The duality of the activist-health worker role and the accountability to community vs state overlaps with the volunteer-regular workers’ role. Governments/state would be reluctant to regularise health workers under its payroll if their role is that of an activist answerable to the community and demanding accountability from the state for gaps in health services, food entitlements, employment wages and so forth. There appears to be an added fear that should ASHAs be regularised as ‘government workers’, they would be even less accountable to the community. The question of how they can remain answerable to the community while they are assured better working conditions is a pertinent one. Systems such as incentive-based payments and lack of recognition as employees, do not automatically make the ASHAs accountable to the community. At best, these are ways for the health system to have a tight-leash on them. Systems for accountability to the community need to be put in place, which can be quite independent of working conditions (just as these are required for better paid positions such as school teachers).

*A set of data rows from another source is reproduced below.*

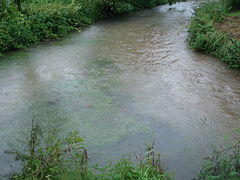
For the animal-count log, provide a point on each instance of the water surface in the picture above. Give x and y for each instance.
(123, 83)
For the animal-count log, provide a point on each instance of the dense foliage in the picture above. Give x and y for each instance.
(222, 165)
(204, 36)
(66, 159)
(25, 22)
(233, 4)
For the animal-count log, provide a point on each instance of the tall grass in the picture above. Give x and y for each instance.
(203, 35)
(53, 158)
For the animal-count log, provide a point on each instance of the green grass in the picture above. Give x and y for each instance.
(204, 37)
(66, 159)
(236, 13)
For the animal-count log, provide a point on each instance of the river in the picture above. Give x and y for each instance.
(123, 83)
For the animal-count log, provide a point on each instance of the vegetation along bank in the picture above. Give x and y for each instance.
(25, 22)
(215, 29)
(51, 158)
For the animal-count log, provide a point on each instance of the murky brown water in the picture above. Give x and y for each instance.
(124, 83)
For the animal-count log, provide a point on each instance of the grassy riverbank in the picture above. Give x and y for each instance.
(51, 158)
(32, 21)
(215, 30)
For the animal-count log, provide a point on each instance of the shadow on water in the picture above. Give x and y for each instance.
(123, 83)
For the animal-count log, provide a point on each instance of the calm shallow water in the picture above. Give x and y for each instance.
(123, 83)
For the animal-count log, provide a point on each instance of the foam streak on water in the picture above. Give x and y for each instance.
(124, 83)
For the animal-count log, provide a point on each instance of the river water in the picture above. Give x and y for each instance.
(123, 83)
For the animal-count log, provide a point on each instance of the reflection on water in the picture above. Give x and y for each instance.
(123, 83)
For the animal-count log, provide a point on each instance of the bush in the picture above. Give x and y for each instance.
(204, 37)
(66, 159)
(221, 166)
(233, 4)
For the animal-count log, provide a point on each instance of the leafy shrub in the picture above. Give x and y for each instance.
(232, 4)
(56, 159)
(221, 166)
(204, 37)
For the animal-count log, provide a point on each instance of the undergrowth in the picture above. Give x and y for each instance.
(223, 165)
(204, 37)
(51, 158)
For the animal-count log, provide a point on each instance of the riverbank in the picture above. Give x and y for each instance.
(35, 21)
(67, 159)
(215, 30)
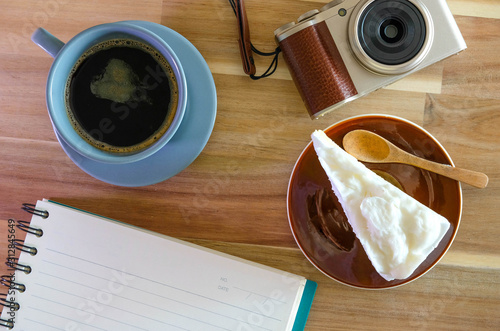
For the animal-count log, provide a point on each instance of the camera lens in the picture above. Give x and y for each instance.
(391, 32)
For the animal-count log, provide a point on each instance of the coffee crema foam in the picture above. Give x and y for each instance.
(128, 94)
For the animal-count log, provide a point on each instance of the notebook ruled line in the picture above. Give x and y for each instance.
(63, 317)
(130, 312)
(105, 317)
(166, 285)
(133, 300)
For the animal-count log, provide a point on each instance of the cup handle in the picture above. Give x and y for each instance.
(47, 41)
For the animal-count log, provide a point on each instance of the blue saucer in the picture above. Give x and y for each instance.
(191, 136)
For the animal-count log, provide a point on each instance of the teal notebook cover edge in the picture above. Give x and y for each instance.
(305, 302)
(305, 305)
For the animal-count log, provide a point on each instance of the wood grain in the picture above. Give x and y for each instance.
(232, 197)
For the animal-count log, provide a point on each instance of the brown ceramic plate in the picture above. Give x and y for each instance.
(342, 257)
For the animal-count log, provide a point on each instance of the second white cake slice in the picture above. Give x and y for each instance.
(396, 231)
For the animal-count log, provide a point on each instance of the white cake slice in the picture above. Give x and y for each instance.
(396, 231)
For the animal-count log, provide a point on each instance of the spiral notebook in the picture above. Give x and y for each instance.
(80, 271)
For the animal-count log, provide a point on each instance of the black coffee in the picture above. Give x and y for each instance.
(121, 96)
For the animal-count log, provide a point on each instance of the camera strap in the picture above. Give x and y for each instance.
(246, 47)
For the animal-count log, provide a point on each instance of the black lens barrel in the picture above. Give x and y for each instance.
(391, 32)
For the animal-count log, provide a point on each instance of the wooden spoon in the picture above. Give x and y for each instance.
(369, 147)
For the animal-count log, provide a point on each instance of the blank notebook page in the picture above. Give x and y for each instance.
(93, 273)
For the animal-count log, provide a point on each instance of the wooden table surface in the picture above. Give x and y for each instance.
(233, 196)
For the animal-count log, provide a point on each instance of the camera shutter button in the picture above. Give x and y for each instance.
(307, 15)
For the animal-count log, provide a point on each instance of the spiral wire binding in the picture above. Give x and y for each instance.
(24, 226)
(31, 208)
(18, 266)
(8, 280)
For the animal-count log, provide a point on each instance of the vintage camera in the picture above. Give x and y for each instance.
(350, 48)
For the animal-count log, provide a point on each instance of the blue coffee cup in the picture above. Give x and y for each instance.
(65, 58)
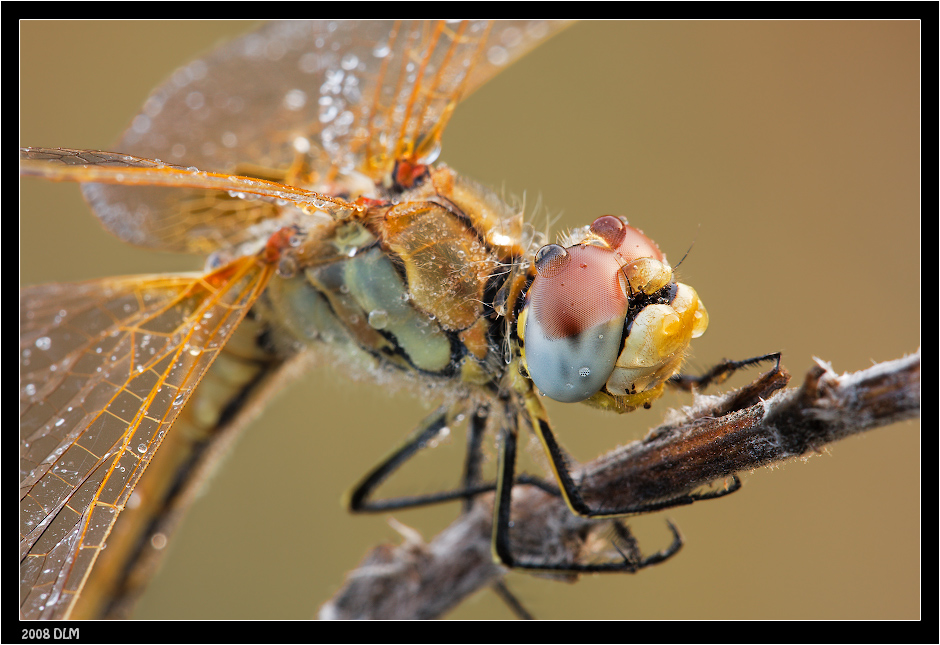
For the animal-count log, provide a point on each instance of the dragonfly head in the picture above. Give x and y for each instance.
(605, 321)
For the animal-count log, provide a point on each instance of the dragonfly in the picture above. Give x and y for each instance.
(448, 144)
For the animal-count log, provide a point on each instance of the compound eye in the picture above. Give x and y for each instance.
(574, 320)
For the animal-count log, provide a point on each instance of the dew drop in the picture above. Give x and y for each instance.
(378, 318)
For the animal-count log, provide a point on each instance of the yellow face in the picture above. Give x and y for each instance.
(605, 322)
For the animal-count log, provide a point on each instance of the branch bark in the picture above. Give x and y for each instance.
(758, 425)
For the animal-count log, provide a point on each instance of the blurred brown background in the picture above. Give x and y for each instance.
(787, 151)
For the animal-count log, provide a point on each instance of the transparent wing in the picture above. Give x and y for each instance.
(248, 201)
(105, 368)
(308, 104)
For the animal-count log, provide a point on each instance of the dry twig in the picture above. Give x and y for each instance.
(758, 425)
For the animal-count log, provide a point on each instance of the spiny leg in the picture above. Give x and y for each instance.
(358, 498)
(720, 372)
(473, 464)
(630, 560)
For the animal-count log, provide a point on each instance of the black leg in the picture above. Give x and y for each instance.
(358, 498)
(720, 373)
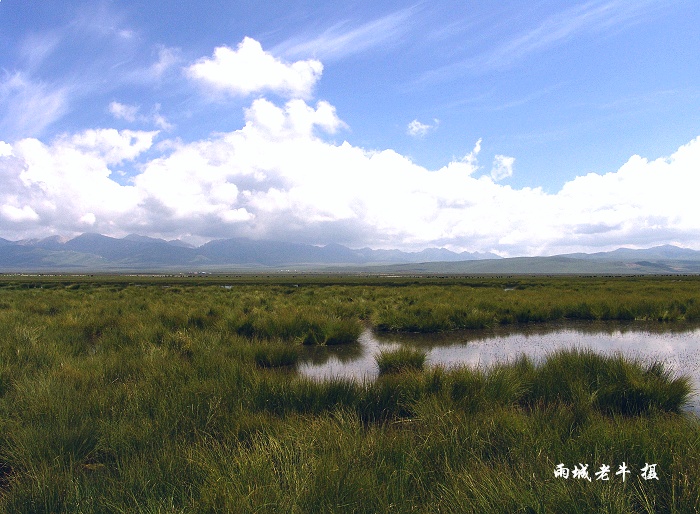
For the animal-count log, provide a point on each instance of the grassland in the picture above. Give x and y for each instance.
(179, 394)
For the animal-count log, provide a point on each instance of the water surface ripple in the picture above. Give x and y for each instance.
(678, 347)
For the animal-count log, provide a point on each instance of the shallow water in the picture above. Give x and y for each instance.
(677, 347)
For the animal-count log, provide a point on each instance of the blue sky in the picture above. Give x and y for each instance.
(521, 128)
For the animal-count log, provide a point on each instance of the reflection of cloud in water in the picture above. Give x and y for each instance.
(678, 347)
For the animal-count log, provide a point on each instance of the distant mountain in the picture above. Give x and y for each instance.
(96, 252)
(665, 252)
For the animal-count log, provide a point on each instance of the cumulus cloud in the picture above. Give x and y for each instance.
(279, 177)
(124, 112)
(249, 69)
(502, 167)
(418, 129)
(276, 177)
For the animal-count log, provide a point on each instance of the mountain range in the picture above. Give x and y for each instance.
(134, 253)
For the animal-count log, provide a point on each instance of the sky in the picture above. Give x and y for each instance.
(519, 128)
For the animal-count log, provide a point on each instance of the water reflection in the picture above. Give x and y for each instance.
(678, 347)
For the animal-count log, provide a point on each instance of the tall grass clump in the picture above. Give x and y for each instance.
(270, 355)
(613, 384)
(169, 394)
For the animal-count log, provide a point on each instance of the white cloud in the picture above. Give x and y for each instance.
(249, 69)
(131, 114)
(124, 112)
(5, 149)
(502, 167)
(343, 39)
(110, 145)
(276, 177)
(418, 129)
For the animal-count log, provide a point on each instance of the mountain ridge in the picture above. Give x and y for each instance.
(97, 252)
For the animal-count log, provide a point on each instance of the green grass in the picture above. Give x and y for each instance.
(143, 398)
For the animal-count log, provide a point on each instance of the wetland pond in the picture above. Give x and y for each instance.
(677, 347)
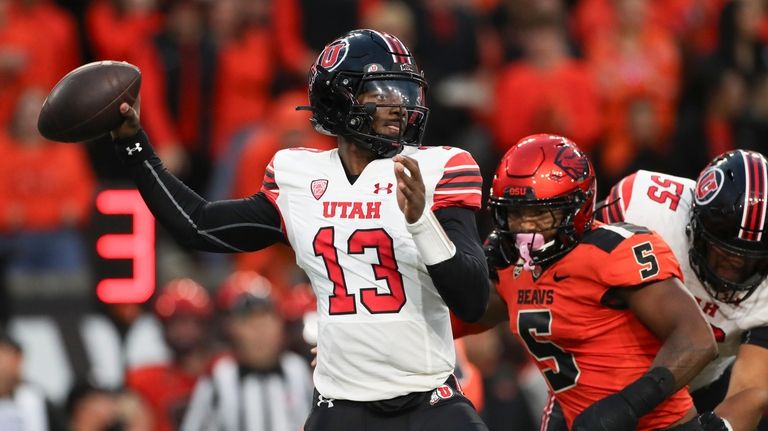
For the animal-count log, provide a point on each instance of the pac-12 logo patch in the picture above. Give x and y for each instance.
(318, 188)
(333, 54)
(708, 186)
(443, 392)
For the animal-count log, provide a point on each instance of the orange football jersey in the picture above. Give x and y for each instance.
(585, 342)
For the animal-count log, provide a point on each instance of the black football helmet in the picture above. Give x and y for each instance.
(544, 171)
(378, 65)
(727, 230)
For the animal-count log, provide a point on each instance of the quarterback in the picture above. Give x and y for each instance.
(716, 228)
(385, 230)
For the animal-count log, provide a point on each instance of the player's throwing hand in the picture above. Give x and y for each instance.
(131, 125)
(410, 188)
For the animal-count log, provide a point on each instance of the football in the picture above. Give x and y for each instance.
(85, 103)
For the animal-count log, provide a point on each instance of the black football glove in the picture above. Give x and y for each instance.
(496, 254)
(707, 421)
(612, 413)
(622, 410)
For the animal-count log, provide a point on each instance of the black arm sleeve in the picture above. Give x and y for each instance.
(235, 225)
(757, 336)
(462, 280)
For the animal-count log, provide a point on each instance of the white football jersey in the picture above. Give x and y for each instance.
(384, 331)
(663, 203)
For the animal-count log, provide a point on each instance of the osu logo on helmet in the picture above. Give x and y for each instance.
(709, 185)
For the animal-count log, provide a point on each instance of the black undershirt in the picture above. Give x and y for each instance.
(253, 223)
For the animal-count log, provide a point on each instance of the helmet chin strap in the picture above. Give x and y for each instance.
(527, 243)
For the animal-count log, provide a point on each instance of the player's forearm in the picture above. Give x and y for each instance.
(744, 409)
(462, 280)
(686, 350)
(226, 226)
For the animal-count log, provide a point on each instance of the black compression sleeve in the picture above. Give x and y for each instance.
(235, 225)
(462, 280)
(756, 336)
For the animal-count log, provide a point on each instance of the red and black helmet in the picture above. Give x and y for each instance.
(183, 296)
(729, 213)
(360, 61)
(547, 171)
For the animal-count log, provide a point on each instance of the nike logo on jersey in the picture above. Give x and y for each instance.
(359, 210)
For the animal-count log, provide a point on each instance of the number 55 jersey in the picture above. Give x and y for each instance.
(384, 331)
(663, 203)
(578, 331)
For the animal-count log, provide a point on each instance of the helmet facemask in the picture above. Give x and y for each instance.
(555, 234)
(379, 111)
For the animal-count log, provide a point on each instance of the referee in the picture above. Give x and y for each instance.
(259, 386)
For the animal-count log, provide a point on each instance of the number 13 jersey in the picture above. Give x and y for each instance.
(384, 331)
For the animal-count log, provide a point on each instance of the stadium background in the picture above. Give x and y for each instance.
(652, 84)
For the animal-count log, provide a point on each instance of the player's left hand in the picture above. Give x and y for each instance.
(707, 421)
(612, 413)
(410, 188)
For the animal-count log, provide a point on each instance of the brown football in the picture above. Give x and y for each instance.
(85, 103)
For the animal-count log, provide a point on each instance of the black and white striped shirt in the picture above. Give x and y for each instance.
(233, 399)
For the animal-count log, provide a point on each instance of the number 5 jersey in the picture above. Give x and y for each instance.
(578, 331)
(384, 330)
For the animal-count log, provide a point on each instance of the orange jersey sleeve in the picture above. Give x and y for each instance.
(637, 256)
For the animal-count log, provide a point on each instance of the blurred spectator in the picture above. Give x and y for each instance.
(643, 137)
(739, 46)
(547, 91)
(116, 27)
(27, 57)
(285, 128)
(123, 30)
(633, 59)
(499, 358)
(57, 28)
(184, 308)
(121, 338)
(45, 195)
(260, 386)
(91, 408)
(22, 407)
(245, 71)
(302, 27)
(186, 63)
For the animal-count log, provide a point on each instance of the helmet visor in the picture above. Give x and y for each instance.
(396, 107)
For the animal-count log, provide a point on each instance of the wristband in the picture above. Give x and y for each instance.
(134, 149)
(432, 242)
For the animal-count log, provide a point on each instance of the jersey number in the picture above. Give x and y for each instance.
(645, 257)
(538, 323)
(661, 196)
(343, 302)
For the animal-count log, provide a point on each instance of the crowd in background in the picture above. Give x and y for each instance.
(654, 84)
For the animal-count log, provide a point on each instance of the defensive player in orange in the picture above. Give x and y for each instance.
(600, 308)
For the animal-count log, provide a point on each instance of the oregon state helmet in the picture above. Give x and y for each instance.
(548, 172)
(727, 230)
(368, 62)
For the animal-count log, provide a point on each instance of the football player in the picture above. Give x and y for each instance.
(600, 308)
(716, 227)
(385, 230)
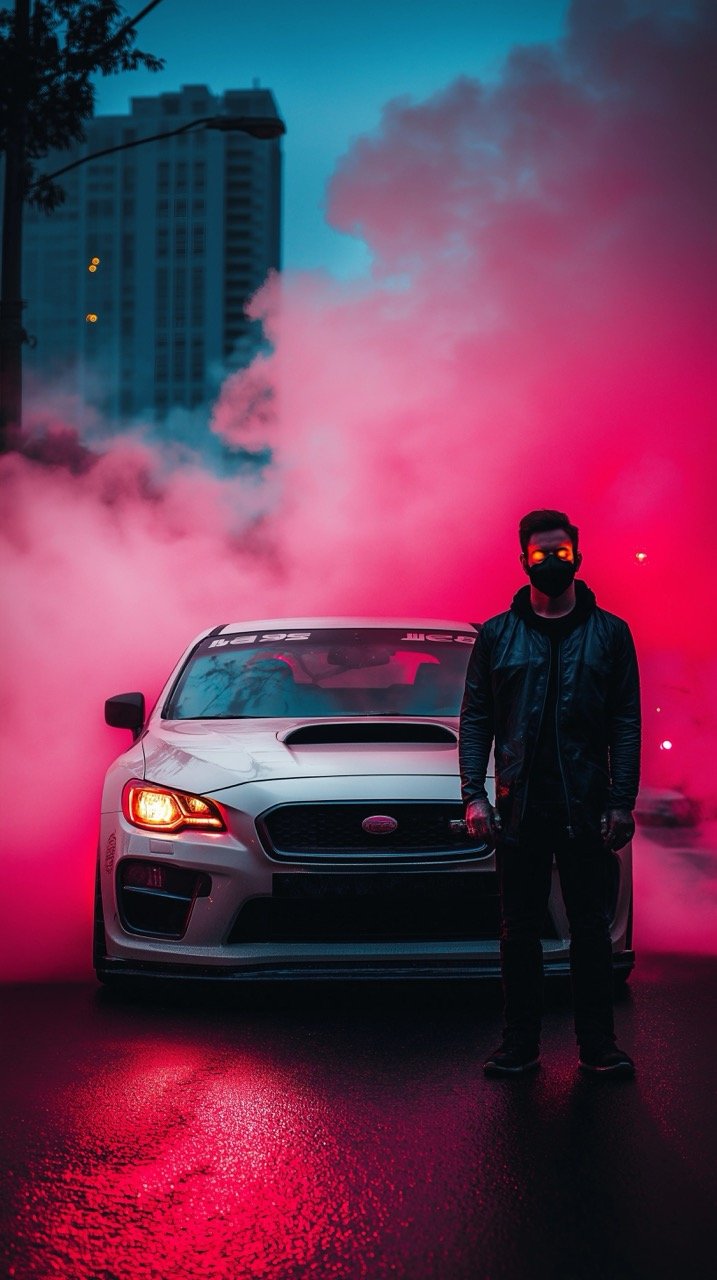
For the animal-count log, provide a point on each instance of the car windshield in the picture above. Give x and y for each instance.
(337, 672)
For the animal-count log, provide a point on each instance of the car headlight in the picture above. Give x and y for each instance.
(155, 808)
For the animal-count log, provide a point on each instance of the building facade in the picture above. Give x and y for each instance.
(136, 287)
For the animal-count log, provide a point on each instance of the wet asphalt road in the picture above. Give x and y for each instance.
(348, 1132)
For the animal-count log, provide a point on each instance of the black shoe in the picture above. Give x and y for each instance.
(606, 1059)
(512, 1059)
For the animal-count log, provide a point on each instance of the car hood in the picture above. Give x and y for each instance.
(202, 755)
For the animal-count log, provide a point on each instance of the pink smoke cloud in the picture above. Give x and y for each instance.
(537, 332)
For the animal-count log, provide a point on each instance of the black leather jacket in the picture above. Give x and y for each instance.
(598, 712)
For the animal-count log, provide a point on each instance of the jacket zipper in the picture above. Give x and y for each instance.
(538, 734)
(570, 830)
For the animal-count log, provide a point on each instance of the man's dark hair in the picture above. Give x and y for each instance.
(539, 521)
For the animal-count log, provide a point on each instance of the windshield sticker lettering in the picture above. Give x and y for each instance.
(263, 639)
(438, 635)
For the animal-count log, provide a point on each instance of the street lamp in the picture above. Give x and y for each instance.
(264, 127)
(12, 333)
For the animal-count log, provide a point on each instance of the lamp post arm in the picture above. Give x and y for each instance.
(120, 146)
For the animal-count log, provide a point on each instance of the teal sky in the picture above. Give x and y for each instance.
(332, 67)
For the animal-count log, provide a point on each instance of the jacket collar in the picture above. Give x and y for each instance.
(584, 606)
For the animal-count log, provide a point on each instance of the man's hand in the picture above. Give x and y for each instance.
(483, 822)
(617, 827)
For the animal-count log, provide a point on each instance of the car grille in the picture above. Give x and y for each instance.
(323, 832)
(374, 906)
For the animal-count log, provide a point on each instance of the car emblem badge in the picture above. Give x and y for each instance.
(379, 824)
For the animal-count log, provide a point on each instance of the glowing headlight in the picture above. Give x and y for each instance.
(155, 808)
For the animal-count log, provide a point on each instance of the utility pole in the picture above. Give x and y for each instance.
(12, 333)
(105, 56)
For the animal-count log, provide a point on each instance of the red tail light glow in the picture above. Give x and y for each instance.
(154, 808)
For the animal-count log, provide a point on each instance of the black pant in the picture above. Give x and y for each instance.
(524, 874)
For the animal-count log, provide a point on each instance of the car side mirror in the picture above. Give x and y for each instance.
(126, 711)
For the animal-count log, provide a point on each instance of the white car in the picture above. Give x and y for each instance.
(291, 808)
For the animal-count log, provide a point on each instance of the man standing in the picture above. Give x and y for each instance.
(553, 682)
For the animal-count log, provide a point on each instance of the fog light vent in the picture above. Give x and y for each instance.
(156, 899)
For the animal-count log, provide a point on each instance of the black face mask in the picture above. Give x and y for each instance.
(552, 576)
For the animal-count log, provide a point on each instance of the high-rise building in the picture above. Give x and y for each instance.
(136, 287)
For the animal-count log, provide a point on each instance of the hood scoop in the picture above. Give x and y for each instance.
(366, 731)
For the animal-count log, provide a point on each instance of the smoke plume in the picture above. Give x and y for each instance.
(537, 330)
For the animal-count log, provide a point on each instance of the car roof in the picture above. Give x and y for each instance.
(333, 622)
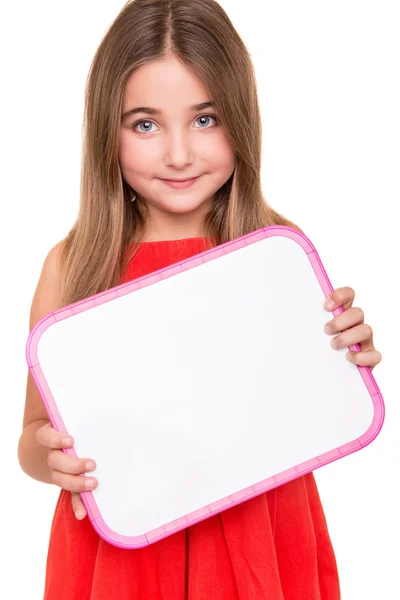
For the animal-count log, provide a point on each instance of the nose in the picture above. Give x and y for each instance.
(179, 151)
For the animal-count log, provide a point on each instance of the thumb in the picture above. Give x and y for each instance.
(78, 506)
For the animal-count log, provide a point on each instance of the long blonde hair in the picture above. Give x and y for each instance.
(199, 33)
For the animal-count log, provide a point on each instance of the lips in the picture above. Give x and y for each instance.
(180, 180)
(180, 183)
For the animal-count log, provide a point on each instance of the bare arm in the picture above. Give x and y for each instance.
(32, 456)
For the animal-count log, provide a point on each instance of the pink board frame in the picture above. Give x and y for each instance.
(245, 494)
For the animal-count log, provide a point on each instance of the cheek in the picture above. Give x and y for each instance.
(135, 157)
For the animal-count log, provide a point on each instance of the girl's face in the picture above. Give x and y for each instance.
(178, 142)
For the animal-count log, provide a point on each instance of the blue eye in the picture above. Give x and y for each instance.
(152, 123)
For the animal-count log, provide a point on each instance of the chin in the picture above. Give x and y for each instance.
(181, 205)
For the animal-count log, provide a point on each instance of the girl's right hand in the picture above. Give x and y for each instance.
(66, 470)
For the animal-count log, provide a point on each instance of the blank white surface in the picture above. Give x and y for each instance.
(218, 377)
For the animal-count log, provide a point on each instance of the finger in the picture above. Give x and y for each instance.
(61, 461)
(51, 438)
(343, 297)
(349, 318)
(352, 336)
(365, 359)
(78, 506)
(74, 483)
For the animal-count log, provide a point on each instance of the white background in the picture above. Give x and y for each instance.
(328, 79)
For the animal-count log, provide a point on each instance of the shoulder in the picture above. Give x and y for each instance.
(47, 295)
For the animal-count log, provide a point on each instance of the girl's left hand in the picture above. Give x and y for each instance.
(352, 329)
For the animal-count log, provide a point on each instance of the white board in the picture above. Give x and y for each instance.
(203, 384)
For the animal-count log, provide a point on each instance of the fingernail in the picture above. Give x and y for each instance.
(330, 304)
(90, 483)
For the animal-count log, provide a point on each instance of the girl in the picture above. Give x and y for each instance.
(171, 96)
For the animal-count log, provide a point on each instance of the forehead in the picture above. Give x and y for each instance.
(164, 83)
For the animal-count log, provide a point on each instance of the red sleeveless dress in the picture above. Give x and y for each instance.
(275, 546)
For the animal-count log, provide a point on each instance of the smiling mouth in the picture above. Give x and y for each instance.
(182, 180)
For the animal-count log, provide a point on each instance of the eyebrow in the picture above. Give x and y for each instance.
(157, 111)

The question of how they can remain answerable to the community while they are assured better working conditions is a pertinent one.
An optimal option would be to have ASHAs made formally accountable to local institutions such as the village health, nutrition and sanitation committees (VHSNCs) which are currently not very effective. For this, the VHSNCs need to be empowered by being given greater control over the three Fs (funds, functions and functionaries). In the case of ASHAs, there can be mechanisms in place where the community through the VHSNC certifies her work each month, holds her accountable to the village health plan and so on. Other than wages, the power to terminate one’s employment also determines the power differential between ASHA and state. In states like Chhattisgarh (where too they are considered volunteers), Mitanins/ASHAs can only be removed from their work by the hamlet/community (which also selects them) and not by the government or SHRC. This, to some extent determines that the accountability of ASHAs remains towards the community rather than the state.
In order to bridge the inherent duality of their position, these volunteers should be treated as workers in the health system and in public service, as critical elements of the health workforce. An issue requiring urgent attention is the improvement of the working conditions, including wages, and representation of rights of workers in essential care services (ILO, 2020) Related to this would be regular contracts, living wages for their skilled care work, social security and protection, and opportunities for growth, promotion and up-skilling (Dasgupta and Kingra, 2022). Alongside this, there should be strong policy and institutional support to ensure that they have safe and enabling working conditions, be it freedom from violence and harassment, the access to grievance redressal mechanisms or the right to organize and have a seat at relevant decision-making fora (Dasgupta and Kingra, 2022).
Auxiliary Nurse Midwife (ANM), a peripheral health functionary just above the ASHA workers in the hierarchy of the health System.